Mike Hessman had a memorable first career major league triple.
Hessman originally was ruled to have homered off Cole Hamels to lead off the bottom of the fifth inning in a scoreless game between the Mets and Phillies. After a six-minute, 35-second replay review, Hessman instead was placed on third base by the umpiring crew, which ruled a fan reached over the railing and interfered with a ball in play.
It was a difficult ruling, since the railing the fan reached over is several feet above the line at which a homer is awarded. The ball was headed downward, but it’s unclear whether the trajectory of the baseball, if unimpeded, would have taken it below the line.
“Obviously when it took a while in there I was having a bad feeling,” Hessman said.
Crew chief Tom Hallion offered this explanation to a pool reporter postgame: “The feeds that we had from the replay, the fan reaches over the fence, hits his hand and knocks the ball down. And in our judgment, [the baseball] would not have gotten out of the ballpark. That was from our feeds that we had on the replay.”

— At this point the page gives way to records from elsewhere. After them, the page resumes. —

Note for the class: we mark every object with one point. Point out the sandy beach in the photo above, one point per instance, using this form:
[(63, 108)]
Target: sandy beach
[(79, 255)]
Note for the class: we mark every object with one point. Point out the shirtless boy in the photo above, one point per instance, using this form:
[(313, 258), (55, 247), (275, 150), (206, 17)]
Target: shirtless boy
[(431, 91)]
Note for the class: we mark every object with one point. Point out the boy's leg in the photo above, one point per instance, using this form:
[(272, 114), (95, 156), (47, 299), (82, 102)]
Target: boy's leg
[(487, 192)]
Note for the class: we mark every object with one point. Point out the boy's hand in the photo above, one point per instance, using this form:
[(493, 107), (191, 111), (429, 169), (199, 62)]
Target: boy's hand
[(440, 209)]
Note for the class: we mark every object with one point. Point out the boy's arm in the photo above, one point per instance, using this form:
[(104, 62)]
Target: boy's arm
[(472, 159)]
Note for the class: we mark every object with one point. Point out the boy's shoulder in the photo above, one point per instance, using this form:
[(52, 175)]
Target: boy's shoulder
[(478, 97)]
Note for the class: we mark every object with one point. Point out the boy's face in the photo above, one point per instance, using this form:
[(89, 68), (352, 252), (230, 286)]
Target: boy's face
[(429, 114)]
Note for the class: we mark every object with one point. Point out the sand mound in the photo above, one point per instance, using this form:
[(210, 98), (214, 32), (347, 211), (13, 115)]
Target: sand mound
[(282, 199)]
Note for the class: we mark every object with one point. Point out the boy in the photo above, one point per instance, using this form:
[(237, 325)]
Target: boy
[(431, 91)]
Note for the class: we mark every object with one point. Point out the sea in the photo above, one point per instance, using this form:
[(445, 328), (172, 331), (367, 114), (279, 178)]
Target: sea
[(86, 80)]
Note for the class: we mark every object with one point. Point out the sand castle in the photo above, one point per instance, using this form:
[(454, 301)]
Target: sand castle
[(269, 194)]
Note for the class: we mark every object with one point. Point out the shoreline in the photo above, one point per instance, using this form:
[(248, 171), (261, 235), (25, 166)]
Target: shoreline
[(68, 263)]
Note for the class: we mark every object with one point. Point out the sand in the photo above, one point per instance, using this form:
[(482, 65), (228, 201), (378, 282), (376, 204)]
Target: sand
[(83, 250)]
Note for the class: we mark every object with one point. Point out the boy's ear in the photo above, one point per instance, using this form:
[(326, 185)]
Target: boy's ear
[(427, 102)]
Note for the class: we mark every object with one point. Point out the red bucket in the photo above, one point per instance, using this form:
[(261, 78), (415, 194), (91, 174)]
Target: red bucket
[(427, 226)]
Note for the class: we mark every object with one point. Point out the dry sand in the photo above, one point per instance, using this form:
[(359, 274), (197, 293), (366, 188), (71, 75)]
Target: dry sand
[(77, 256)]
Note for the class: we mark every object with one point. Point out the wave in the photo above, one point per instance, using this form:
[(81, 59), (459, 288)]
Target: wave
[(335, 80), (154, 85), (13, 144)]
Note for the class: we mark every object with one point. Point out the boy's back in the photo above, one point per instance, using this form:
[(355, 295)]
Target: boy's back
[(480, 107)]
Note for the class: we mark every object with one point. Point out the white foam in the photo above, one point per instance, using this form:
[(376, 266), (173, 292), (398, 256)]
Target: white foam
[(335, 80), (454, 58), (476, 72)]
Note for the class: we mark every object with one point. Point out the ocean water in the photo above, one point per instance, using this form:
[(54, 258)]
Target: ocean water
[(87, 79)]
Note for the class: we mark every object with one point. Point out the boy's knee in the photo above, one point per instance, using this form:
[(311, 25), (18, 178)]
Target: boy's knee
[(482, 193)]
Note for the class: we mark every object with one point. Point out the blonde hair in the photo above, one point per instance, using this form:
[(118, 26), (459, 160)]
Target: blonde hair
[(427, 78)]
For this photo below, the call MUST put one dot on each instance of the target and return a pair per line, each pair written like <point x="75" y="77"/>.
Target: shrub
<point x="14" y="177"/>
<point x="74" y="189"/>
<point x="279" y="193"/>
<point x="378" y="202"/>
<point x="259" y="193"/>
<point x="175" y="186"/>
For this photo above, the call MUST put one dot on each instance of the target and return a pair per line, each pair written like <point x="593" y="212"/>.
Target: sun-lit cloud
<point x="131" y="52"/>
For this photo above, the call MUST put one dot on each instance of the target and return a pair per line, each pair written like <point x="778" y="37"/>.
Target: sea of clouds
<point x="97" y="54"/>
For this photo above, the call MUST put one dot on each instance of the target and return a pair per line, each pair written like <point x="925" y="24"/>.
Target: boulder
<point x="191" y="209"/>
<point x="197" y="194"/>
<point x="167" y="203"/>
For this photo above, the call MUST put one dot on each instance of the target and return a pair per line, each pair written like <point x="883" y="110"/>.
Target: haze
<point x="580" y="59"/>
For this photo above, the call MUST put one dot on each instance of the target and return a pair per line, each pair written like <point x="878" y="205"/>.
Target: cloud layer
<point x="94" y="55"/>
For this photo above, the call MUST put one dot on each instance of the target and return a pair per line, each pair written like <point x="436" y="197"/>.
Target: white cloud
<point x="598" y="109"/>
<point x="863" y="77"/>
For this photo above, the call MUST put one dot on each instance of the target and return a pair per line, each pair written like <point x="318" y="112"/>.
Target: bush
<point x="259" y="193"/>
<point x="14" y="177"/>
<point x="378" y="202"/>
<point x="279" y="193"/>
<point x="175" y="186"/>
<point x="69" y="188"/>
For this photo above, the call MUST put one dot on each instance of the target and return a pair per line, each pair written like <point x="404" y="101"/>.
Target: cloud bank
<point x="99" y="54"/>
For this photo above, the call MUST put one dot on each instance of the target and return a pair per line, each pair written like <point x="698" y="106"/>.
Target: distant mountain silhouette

Hallion watched again after the game.
“But it’s so hard because the angle is looking from home plate out,” he said. “And my experience in looking at replays, it’s difficult. I wish you had the perfect angle to see everything. You don’t.”
Did Hallion think the crew made the correct conclusion with additional time to digest everything?
“No comment on that,” he said. “We did our best. Of course an umpire wants to get a call right, OK?”
Said Hessman: “I didn’t go in there and look at it, but everyone told me they thought it was a home run.”
As for his first major league triple, where he was placed by the crew after the homer reversal, Hessman said with a laugh: “It’s probably the only way I’ll get one.”
Jerry Manuel had lobbied for Hessman to at least be awarded third base if it wasn’t a homer. The Mets suggested Hessman already had achieved second base by the time the ball ricocheted back into play.
“As for him being on third base, the good thing was he ran right out of the box,” Manuel said. “When the ball hit the wall and came down, he had already hit second and was on his way to third. I thought that was the right call for us.”